Do, 24. Oktober 2019

Freiburg

Rund 300 Menschen kamen zum Gedenken an die Deportation nach Gurs mit neuer Aktualität.

FREIBURG. Eindringlicher hätten die Appelle kaum sein können: "Die Zeit des Wellness-Gedenkens und der Kuschelreden ist vorbei – lassen Sie Worten Taten folgen!" forderte Cornelia Haberlandt-Krüger von der Egalitären Jüdischen Chawura Gescher gestern beim Gedenken an die Deportation von 450 jüdischen Menschen ins südfranzösische Gurs vor 79 Jahren. Alle Redner thematisierten die aktuellen rechten Entwicklungen. Rund 300 Menschen kamen zum Platz der Alten Synagoge und dem Schweigemarsch zum Mantel-Mahnmal auf der Wiwili-Brücke.

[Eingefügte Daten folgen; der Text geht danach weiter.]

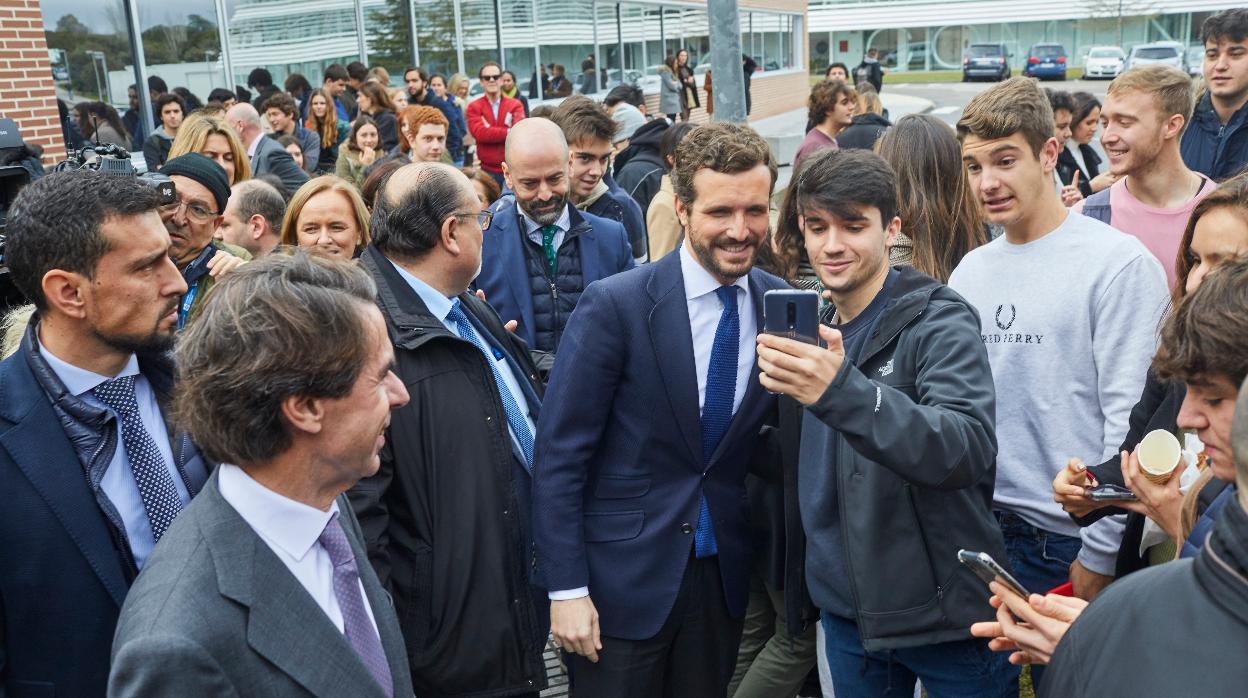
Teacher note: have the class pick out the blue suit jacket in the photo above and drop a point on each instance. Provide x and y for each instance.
(618, 471)
(504, 276)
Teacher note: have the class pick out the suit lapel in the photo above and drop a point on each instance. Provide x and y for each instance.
(283, 623)
(674, 350)
(43, 452)
(517, 276)
(748, 412)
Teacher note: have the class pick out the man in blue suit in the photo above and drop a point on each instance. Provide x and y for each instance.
(91, 471)
(541, 251)
(653, 410)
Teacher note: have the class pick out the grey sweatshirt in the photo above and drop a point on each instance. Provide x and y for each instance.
(1070, 324)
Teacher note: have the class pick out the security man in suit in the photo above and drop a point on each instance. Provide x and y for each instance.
(267, 156)
(262, 587)
(653, 410)
(91, 470)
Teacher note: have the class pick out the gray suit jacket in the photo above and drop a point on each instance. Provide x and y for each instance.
(271, 157)
(216, 613)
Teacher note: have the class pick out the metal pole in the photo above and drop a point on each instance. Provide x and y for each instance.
(416, 41)
(537, 50)
(361, 35)
(459, 38)
(224, 34)
(725, 60)
(498, 39)
(598, 51)
(136, 48)
(619, 41)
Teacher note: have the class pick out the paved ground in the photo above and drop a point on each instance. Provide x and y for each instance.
(949, 99)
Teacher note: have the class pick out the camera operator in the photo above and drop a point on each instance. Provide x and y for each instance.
(191, 221)
(90, 468)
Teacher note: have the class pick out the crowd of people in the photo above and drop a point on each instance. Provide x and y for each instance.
(397, 390)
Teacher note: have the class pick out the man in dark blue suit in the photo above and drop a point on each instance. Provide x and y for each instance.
(541, 251)
(649, 421)
(91, 471)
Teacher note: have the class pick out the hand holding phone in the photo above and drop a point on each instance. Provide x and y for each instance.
(987, 570)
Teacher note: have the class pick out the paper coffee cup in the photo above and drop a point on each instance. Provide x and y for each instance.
(1158, 455)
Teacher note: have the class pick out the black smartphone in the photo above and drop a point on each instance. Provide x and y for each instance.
(791, 314)
(1110, 492)
(987, 570)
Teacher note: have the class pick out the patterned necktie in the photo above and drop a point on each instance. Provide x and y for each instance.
(355, 618)
(514, 415)
(548, 234)
(718, 403)
(156, 487)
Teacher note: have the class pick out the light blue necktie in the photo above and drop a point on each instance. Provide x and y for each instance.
(156, 487)
(718, 403)
(514, 415)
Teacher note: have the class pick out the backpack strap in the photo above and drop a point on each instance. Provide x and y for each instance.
(1097, 206)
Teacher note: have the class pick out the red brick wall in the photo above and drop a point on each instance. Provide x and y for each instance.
(28, 94)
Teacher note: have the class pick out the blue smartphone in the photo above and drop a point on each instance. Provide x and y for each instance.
(791, 314)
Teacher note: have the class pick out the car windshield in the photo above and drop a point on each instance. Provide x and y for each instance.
(981, 51)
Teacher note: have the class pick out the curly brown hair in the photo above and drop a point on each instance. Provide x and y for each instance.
(723, 147)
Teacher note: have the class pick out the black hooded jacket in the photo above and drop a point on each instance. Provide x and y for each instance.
(639, 166)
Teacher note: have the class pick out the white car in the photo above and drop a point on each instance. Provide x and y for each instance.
(1167, 53)
(1103, 61)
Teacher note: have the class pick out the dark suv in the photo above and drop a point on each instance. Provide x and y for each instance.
(986, 60)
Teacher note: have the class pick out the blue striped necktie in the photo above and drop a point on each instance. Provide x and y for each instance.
(514, 415)
(718, 403)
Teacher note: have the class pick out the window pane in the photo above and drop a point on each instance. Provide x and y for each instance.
(288, 38)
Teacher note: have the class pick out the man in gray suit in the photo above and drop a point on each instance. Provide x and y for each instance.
(262, 586)
(267, 156)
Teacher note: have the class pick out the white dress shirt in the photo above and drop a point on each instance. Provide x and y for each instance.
(439, 306)
(704, 312)
(291, 530)
(534, 230)
(119, 480)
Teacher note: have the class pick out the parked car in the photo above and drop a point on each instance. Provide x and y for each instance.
(1196, 60)
(1103, 61)
(1167, 53)
(1046, 60)
(986, 60)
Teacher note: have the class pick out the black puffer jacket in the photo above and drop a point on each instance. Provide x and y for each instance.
(446, 518)
(1174, 629)
(915, 467)
(639, 167)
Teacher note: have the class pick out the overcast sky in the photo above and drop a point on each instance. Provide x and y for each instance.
(95, 13)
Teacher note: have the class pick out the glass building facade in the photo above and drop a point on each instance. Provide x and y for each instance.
(925, 35)
(206, 44)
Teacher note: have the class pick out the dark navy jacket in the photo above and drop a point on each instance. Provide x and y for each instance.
(619, 468)
(1217, 151)
(65, 567)
(504, 275)
(617, 205)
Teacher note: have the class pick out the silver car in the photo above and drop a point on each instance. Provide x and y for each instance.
(1103, 61)
(1167, 53)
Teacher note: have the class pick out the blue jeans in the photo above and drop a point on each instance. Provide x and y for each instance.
(949, 669)
(1040, 560)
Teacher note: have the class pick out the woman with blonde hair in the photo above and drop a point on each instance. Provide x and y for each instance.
(323, 121)
(327, 216)
(214, 139)
(375, 103)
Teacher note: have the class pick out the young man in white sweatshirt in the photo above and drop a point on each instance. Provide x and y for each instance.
(1068, 310)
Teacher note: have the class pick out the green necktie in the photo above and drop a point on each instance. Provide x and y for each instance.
(548, 246)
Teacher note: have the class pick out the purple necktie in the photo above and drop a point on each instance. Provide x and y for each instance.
(355, 618)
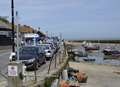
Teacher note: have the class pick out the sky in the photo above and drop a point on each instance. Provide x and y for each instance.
(74, 19)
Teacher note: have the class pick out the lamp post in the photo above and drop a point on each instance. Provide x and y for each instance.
(12, 14)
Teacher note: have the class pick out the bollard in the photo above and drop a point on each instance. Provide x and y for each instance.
(15, 74)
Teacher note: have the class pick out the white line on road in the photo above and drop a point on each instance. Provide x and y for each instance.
(3, 54)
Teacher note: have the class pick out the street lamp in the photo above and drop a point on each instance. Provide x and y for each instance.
(12, 14)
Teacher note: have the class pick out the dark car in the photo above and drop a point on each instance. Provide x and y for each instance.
(32, 56)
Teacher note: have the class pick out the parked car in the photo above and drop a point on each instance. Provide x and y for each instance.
(49, 51)
(32, 56)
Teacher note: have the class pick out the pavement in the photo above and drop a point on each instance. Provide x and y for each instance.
(30, 76)
(98, 75)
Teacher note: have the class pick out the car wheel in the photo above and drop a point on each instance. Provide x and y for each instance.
(36, 66)
(44, 61)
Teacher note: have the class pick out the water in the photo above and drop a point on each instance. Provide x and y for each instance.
(99, 57)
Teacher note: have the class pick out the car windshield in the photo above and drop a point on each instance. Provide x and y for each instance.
(28, 50)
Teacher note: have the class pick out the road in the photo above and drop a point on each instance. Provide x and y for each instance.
(41, 73)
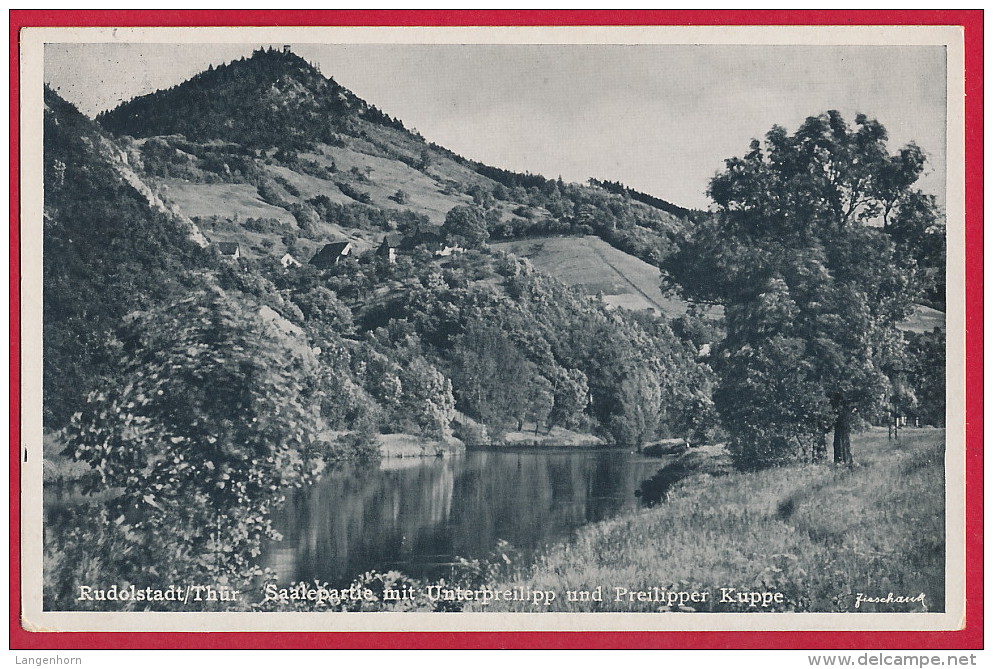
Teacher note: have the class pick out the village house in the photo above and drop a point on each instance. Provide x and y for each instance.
(388, 249)
(331, 254)
(432, 238)
(288, 261)
(229, 249)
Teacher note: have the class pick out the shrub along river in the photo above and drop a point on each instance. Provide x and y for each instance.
(417, 514)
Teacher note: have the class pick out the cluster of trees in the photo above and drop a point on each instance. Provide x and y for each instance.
(107, 253)
(808, 255)
(272, 99)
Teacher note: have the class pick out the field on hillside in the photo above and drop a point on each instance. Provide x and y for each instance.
(818, 534)
(225, 200)
(597, 267)
(924, 319)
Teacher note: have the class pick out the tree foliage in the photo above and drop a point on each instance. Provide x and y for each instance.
(803, 252)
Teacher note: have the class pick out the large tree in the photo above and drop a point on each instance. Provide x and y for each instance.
(800, 253)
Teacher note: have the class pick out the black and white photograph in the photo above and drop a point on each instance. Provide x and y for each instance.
(509, 324)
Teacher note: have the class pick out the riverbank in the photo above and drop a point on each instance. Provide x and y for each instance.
(557, 437)
(817, 534)
(415, 446)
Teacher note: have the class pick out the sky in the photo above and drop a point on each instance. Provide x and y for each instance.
(659, 118)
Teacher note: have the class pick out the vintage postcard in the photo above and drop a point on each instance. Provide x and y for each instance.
(576, 328)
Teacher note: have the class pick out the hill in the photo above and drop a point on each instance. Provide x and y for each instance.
(598, 268)
(269, 138)
(111, 247)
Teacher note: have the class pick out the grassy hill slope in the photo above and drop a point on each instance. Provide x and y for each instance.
(597, 267)
(817, 534)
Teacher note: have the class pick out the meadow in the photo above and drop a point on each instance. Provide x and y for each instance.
(817, 533)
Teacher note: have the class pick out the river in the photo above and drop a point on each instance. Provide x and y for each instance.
(417, 514)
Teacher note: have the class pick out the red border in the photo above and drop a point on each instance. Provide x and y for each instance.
(969, 638)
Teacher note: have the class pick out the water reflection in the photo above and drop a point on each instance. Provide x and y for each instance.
(415, 515)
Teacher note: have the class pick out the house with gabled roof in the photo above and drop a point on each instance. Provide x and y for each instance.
(388, 249)
(331, 254)
(288, 261)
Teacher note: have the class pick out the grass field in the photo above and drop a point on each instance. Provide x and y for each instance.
(225, 200)
(597, 267)
(818, 534)
(924, 319)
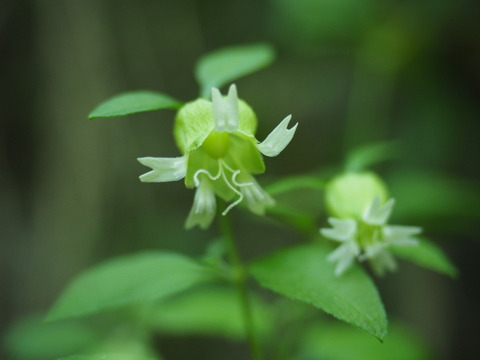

Friedrich und Lydia Bloch, Martha Liefmann, Fanny Grötzinger, Antonie Schwarz und ihre Mutter: Sie gehörten zu denen, die am Morgen des 22. Oktober 1940 abgeholt und ins Lager in Gurs deportiert wurden, wo es nichts gab außer Hunger, Schlamm, Ratten, Erniedrigung und Krankheiten – und wo viele starben. An ihre und andere Namen und Schicksale erinnern mehrere der Rednerinnen und Redner: An Friedrich und Lydia Bloch, die eine Bäckerei hatten bis zum Berufsverbot. Sie wurden von Gurs nach Auschwitz deportiert und im August 1942 ermordet. An Fanny Grötzinger, die alte Frau, die im Januar 1943 starb wegen der katastrophalen Bedingungen, in denen sie leben musste. An Martha Liefmann – eine von den drei Geschwistern Liefmann, die aus der Goethestraße 33 nach Gurs gebracht wurden. Und an Antonie Schwarz und ihre alte Mutter aus der Zasiusstraße 89, die wie Martha Liefmann mit viel Glück überlebten.

Reichen solche Namen und Schicksale – und das Erinnern daran – nicht? Zu diesem Schluss kommen alle an diesem Gedenktag, an dem genau zwei Wochen seit dem Terroranschlag in Halle vergangen sind, der sich gegen eine voll besetzte Synagoge richtete. Das sei "nur die Spitze des Eisbergs" gewesen, betont Cornelia Haberlandt-Krüger, in einem Deutschland, in dem Rabbiner und Menschen mit Kippa angegriffen und jüdische Schüler gemobbt würden. Und vor allem: In Zeiten, in denen die AfD die drittstärkste Partei im Bundestag sei. Inzwischen würden sich jüdische Menschen wieder fragen: "Wann ist der Zeitpunkt gekommen, an dem wir gehen müssen?" Denn sie wollten nicht "hinter Panzerglas und Polizisten versteckt" leben – sondern frei.

Alle müssten jetzt entschieden aufstehen, um die Demokratie zu retten. Sehr ähnliche Appelle kommen von Oberbürgermeister Martin Horn und Irina Katz, der Vorsitzenden der Israelitischen Gemeinde. Martin Horn äußert die Ohnmacht angesichts der Verrohung der Sprache, die sich überall immer mehr zu etablieren drohe: "Es schaudert mich, was für ein Niveau jetzt auch im Freiburger Gemeinderat Einzug gehalten hat." Alle müssten sich wehren gegen die "unsäglichen Tendenzen" des Nationalismus, Rechtsextremismus und Antisemitismus. Das Entgegentreten erfordere Mut, sei aber unabdingbar, betont auch Irina Katz.